June 13, 2012 by Vic

Vintage book cover. The book had been purchased in the shop at Dove Cottage. Image @Grey Pony

Inquiring readers, frequent contributor, Tony Grant,  has done it again and brought the 19th century alive through his discussion of poetry. One can walk the paths along Grasmere in the Lake District with him and William Wordsworth, inhaling the clean crisp air and regarding the sad cautionary tale of Martha Ray, the woman in the scarlet cloak. Visit Tony’s blog at London Calling.

Saturday August 23rd 1798.

“ A very fine morning. Wm was composing all the morning. I shelled peas, gathered beans and worked in the garden till half past twelve. Then walked with William in the wood. The gleams of the sunshine, and the stirring trees, and gleaming boughs, cheerful lake, most delightful. After dinner we walked to Ambleside…”

Thus Dorothy Wordsworth describes the division of labour in the Wordsworth house hold at Dove Cottage, Grasmere in Cumbria. She did the labour and William her brother did the,” Romanticising.” But it shows the division of experience wasn’t as clear cut as might appear at first. Dorothy shows her emotional response to the world she inhabits too, as much as her esteemed brother does in his poetry.

Dorothy

Romanticism was a way of seeing and experiencing the world and which Wordsworth promoted in his poetry. It wasn’t necessarily about being romantic however. It was about an emotional response to the world that balanced a logical factual approach. It promoted the importance of feelings, myth, symbolism and intuition as well as taking into account the facts of a situation.

William Wordsworth by Henry Eldridge, 1807

”The Thorn,” written by William Wordsworth in 1789 is very melodramatic and tells the story of a solitary, rejected woman, Martha Ray, who’s baby has died and the mythology that builds around her.

Dove Cottage.

Wordsworth, in the opening stanzas introduces us immediately to the thorn describing it as , “so old and grey,” “stands erect,” “A wretched thing forlorn.” And takes the personification to a higher degree saying it is,” Not higher than a two year’s child.”

He is setting us up to respond to natural things in an emotional way.

Footpath around the lake. Image @A Year In the Lakes

He then balances this emotional approach with factual evidence as he gives us the thorns location ,”high on a mountains highest ridge,” and the minutest detail, telling us that three yards from the thorn is, “a muddy pond,” and close beside the thorn is,

“A beauteous heap, a hill of moss.
Just half a foot in height.”

A mixture of fact and emotion balanced.
Three things are described in close proximity and we wonder how they relate to each other.

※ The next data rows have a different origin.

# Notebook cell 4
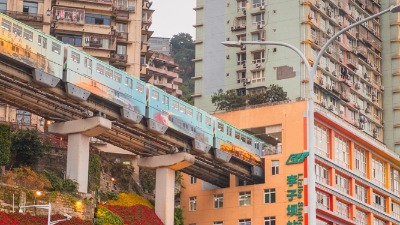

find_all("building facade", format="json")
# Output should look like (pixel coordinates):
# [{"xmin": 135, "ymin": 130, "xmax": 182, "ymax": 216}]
[
  {"xmin": 193, "ymin": 0, "xmax": 388, "ymax": 146},
  {"xmin": 181, "ymin": 101, "xmax": 400, "ymax": 225}
]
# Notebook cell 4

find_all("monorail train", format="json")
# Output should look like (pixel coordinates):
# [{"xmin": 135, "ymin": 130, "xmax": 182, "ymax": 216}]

Colour is very important. The mound of earth near the thorn has, “vermilion dye,” “lovely tints,” “olive green, “scarlet bright,” “green red and pearly white.” Vivid in our minds eye.

Then, “A woman in a scarlet cloak,” Martha Ray, is introduced into this setting and we are asked,

“Now wherefore, thus, by day and night,
In rain, in tempest, and in snow,
Thus to the dreary mountain top
Does this poor woman go?”

The question all the local villagers ponder too. Observation, and imagination create a myth. Many believe she has killed her baby and buried it next to the thorn but they don’t actually know that. Wordsworth keeps pulling us back to reality, tempering our emotional response, “I cannot tell; I wish I could; for the true reason no one knows.”

Cattle watering at Grasmere, near Ambleside, Cumbria, by John Glover.

Wordsworth also begins to use the personal pronoun. It is an egotistical device but we are with him. It is us as well as Wordsworth asking the same questions. He has got involved in this apparent tragedy and so have we.

Wordsworth relates to us the story of Martha Ray and what makes her mad.

“Full twenty years are past and gone
Since she (her name is Martha Ray)
Gave with a maidens true good will
Her company to Stephen Hill”

Stephen Hill, we are told, gets Martha pregnant but leaves her and marries somebody else. As result she has the baby but it is never seen by other people.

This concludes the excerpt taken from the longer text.